Une ère sans quota

 Le 31 mars 2015, les quotas laitiers se sont éteints après trente et une années de fonctionnement. Avec eux disparaît un des derniers outils majeurs de la gestion des marchés européens. C’est la fin d’une forme de sécurité pour les éleveurs européens. Place à la libéralisation. L’incertitude règne face à un marché mondial extrêmement volatil. Une mesure de politique agricole qui va bouleverser l’activité de milliers de producteurs de lait. Elle pousse à l’agrandissement des exploitations et accentuera la disparition de nombre d’entre elles.
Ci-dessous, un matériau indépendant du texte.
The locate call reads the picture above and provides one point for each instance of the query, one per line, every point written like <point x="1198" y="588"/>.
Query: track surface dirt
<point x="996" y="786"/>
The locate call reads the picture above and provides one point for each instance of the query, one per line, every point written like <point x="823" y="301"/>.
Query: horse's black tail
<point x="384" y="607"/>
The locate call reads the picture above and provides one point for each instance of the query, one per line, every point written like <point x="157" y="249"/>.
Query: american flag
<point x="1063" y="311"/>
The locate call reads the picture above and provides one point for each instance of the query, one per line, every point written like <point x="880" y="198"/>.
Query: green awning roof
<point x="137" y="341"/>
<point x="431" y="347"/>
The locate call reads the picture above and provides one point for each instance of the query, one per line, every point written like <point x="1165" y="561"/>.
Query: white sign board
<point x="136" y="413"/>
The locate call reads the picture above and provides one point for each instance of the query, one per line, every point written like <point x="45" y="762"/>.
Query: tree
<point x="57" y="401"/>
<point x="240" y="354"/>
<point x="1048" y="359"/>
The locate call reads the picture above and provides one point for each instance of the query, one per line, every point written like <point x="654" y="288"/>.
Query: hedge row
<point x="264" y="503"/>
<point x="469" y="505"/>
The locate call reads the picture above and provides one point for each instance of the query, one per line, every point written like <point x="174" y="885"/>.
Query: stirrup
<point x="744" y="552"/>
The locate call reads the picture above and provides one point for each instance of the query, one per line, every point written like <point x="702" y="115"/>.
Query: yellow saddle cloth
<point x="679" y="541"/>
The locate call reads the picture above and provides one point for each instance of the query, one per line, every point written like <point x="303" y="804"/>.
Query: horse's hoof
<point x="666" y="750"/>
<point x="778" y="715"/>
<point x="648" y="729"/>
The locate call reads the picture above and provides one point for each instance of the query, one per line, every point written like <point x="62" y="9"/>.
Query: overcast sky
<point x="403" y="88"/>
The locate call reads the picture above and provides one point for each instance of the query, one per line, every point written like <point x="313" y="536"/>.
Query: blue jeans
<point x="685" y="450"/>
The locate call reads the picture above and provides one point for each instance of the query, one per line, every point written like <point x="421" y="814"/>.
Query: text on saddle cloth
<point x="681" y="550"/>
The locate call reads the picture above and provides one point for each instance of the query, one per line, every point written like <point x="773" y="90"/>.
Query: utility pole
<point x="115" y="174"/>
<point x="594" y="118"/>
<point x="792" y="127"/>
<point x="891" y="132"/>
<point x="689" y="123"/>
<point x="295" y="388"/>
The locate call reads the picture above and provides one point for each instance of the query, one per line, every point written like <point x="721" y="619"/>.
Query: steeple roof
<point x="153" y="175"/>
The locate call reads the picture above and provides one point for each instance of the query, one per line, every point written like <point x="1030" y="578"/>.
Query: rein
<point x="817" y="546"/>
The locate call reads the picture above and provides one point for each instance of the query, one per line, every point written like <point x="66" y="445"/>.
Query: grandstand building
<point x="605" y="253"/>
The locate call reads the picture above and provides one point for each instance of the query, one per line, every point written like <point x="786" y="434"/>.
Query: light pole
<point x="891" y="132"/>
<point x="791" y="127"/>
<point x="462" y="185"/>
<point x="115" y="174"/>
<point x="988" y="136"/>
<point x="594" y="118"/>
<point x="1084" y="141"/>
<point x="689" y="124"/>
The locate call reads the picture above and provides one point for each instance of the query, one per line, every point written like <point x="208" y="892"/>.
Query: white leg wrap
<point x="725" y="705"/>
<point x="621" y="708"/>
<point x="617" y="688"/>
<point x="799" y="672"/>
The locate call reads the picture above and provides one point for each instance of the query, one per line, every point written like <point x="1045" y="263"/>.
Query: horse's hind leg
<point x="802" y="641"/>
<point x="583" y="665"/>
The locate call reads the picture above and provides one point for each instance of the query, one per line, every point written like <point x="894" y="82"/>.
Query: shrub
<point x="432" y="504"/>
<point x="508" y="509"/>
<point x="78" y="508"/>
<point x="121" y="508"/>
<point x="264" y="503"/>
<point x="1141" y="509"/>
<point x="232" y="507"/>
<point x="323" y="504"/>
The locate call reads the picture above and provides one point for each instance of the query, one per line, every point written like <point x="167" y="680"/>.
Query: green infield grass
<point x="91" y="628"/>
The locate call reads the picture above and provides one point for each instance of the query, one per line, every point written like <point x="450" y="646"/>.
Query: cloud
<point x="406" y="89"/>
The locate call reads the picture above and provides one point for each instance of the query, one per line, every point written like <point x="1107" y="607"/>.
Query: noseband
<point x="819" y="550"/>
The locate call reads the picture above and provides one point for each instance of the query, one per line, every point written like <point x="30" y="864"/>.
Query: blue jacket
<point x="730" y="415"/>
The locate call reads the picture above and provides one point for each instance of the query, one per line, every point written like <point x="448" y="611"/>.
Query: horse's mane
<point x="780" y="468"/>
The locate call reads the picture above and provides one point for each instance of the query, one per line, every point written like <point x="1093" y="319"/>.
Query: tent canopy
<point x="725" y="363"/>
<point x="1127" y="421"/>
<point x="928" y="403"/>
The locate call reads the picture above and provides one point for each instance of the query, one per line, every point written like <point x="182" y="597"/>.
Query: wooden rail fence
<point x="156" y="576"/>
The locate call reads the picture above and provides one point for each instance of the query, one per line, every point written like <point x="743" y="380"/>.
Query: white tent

Garantir les prix, éviter la surproduction, ce sont les raisons qui ont poussé en 1984 la politique agricole commune (PAC) à mettre en place les quotas laitiers. L’objectif était de réguler l’offre pour éviter une envolée, ou à l’inverse, un effondrement des prix du lait. Il y a trente ans, la France a fait le choix de préserver la ressource laitière partout sur le territoire, y compris dans des régions dont le manque de rentabilité a pu être stigmatisé par les tenants du libéralisme. En 2003, la fin des quotas fut annoncée à l’horizon 2015. Pourquoi changer de système ? Parce qu’il était jugé trop coûteux et contraire à la concurrence pure et parfaite du marché !

Depuis dix ans, l’évolution est à l’accroissement des effectifs : entre 2000 et 2010, 30 % d’exploitations en moins, avec des troupeaux qui ont augmenté de 30 %. Si la tendance va à l’agrandissement, qu’adviendra-t-il des petites structures ? Les unes grossiront, d’autres s’engageront dans la voie de la valorisation avec une production de qualité à travers le bio et/ou la transformation distribuée par des circuits courts. Et les autres ?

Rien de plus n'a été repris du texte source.